July 17, 1898– Berenice Abbott. I have a passion for Photography, whether it is formal portraiture, commercial work, art photography, or just found snapshots. I have a sizable & thought provoking collection of vintage photographs of men being affectionate together which I like to share with readers.
My passion for photography along with my keen interest in architecture brings me to today’s #recipient, Berenice Abbott, a celebrated photographer of NYC architecture. She shot using a Century Universal Camera which produced 8 x 10 inch negatives. This large scale formated camera was the instrument that allowed Abbott to photograph NYC with diligence & attention to detail. Her work has provided an historical chronicle of many now destroyed buildings, entire blocks & neighborhoods of Manhattan.
During the Great Depression, Abbott was hired by the Federal Art Project (FAP) as a project supervisor for the Changing New York project. She would take the photographs around the city, but she had assistants to help her both in the field & in the office. This arrangement allowed Abbott to devote all of her time to producing, printing, & exhibiting the photographs. By the time she resigned from the FAP in 1939, she had produced 305 photographs that were added to the collection at the Museum Of The City Of New York.
When she first arrived in NYC, Abbott shared an apartment in Greenwich Village with writer Djuna Barnes, philosopher Kenneth Burke, & literary critic Malcolm Cowley. She sought a career in journalism, but soon became interested in theater & art, inspired by her pals playwright Eugene O’Neill & artist Man Ray. Abbott first became interested in photography in 1923, when Man Ray, looking for somebody who had no ideas about photography & would do just as he instructed, hired her as his darkroom assistant at his portrait studio in the Montparnasse neighborhood of Paris. She hung out with Sylvia Beach, owner of Shakespeare & Co. Bookstore, author James Joyce & artist/filmmaker Jean Cocteau. She frequented the gay bars of Paris with a circle of younger expatriate lesbian writers: Margaret Anderson, Gertrude Stein, Sylvia Beach, & Janet Flanner.
Abbott:
“I took to photography like a duck to water. I never wanted to do anything else.”
Ray was impressed by how fast Abbott learner the darkroom techniques & allowed her to use his studio when he wasn’t there to work on her own photographs.
In 1935, Abbott fell in love with the art critic Elizabeth McCausland. She moved in to her Greenwich Village flat. They were a couple for 30+ years, until McCausland’s death in 1965.
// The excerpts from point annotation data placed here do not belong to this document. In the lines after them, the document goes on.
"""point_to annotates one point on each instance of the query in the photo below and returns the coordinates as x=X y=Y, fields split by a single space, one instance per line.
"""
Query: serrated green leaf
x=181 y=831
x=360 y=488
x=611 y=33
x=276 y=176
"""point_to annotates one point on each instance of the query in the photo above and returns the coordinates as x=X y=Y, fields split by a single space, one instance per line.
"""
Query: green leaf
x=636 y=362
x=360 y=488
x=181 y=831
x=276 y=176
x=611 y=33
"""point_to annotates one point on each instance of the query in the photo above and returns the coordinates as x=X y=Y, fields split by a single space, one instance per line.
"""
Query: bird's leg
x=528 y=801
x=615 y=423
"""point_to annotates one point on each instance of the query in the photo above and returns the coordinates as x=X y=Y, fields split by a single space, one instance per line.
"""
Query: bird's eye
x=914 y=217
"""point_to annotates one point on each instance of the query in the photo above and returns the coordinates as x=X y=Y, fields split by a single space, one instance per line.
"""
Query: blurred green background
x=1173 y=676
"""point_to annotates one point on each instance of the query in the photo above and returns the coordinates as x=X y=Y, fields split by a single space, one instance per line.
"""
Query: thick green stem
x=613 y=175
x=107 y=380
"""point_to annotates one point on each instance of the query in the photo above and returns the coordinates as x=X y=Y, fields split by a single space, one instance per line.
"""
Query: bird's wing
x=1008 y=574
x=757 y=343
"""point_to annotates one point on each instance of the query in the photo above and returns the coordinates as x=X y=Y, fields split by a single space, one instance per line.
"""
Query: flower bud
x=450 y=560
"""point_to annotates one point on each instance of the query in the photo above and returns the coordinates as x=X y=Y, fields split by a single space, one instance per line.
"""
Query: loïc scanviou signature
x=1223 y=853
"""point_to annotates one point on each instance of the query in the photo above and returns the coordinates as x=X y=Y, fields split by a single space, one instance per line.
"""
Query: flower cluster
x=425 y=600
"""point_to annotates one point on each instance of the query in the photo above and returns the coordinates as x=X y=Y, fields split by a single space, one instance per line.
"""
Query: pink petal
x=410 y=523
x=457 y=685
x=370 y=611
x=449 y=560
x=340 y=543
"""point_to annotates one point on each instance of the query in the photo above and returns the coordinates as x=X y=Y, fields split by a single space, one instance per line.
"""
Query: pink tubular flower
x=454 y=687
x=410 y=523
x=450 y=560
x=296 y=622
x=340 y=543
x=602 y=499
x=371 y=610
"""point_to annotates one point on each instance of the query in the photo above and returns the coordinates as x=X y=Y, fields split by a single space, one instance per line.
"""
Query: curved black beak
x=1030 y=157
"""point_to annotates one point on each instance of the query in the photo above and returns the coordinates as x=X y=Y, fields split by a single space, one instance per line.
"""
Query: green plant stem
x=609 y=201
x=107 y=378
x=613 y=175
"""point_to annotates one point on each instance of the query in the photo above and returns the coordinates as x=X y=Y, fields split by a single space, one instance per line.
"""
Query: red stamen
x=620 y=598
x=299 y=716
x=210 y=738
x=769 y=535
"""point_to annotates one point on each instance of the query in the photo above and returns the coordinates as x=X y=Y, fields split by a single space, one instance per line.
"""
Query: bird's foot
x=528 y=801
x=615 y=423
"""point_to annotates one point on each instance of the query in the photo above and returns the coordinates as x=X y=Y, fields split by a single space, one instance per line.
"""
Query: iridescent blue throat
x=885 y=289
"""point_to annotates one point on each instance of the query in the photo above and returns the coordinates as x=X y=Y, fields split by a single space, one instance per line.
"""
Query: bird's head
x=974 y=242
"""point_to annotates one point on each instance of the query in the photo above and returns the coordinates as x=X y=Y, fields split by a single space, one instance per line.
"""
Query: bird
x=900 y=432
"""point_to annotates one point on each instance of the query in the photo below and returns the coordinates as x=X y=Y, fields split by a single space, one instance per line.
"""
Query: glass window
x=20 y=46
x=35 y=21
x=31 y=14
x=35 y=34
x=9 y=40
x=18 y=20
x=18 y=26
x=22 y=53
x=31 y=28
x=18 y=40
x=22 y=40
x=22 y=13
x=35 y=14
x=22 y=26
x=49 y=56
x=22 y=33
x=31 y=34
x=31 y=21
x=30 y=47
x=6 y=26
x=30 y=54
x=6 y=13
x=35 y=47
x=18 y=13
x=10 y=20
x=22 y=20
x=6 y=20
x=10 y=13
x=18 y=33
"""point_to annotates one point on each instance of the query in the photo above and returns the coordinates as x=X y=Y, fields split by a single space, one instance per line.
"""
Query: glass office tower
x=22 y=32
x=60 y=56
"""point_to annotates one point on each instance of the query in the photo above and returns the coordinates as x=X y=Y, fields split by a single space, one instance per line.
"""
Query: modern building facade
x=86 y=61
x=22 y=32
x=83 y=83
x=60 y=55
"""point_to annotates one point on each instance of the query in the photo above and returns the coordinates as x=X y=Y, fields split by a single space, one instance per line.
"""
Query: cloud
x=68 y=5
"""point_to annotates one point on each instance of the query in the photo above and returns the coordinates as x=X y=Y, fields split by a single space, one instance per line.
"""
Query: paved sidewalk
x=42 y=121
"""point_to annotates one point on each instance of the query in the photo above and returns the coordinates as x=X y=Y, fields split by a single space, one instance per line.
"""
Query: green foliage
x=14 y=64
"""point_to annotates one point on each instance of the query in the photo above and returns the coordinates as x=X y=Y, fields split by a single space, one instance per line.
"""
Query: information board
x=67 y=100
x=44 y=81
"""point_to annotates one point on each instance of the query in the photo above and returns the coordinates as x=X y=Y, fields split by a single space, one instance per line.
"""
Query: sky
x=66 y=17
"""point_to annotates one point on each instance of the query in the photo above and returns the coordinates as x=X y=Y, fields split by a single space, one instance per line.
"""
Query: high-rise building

In the early 1960s the 2 women traveled US Highway 1 from Florida to Maine, with Abbott shooting small town & automobile related architecture. The project resulted in more than 2,500 photographs. The project brought an important record of a way of life now mostly erased. McCausland contributed the captions for the books of Changing New York (1939) & Greenwich Village Today & Yesterday (1949).
Not only was Abbott a world-class & distinctive photographer, but also was an inventor & innovator. She developed the distortion easel, which created unusual effects on images developed in a darkroom, & she came up with the telescopic lighting pole, known today by photographers as an “autopole,” to which lights can be attached at any level.
Shortly after McCausland’s passing, Abbott underwent lung surgery. She was told by her doctors that she had to leave NYC because of the air pollution. She purchased a rundown house in rural Maine & lived there until she left this world in 1991. Abbott continued to produce photographs after her move to Maine. Her last book, A Portrait Of Maine, published in 1968, was a bestseller. Her books continue to be published.
Abbott’s photography was straight, even if she wasn’t. I admire her unadorned, unmanipulated style. Always with a camera, she put her work before her personal life. She never acknowledged her relationship with McCausland in interviews or her own writing. She left an important history of a fascinating era with a distinctive American style. Abbott seems to me to have been a real feminist also, stating:
“The world doesn’t like independent women, why, I don’t know, but I don’t care.”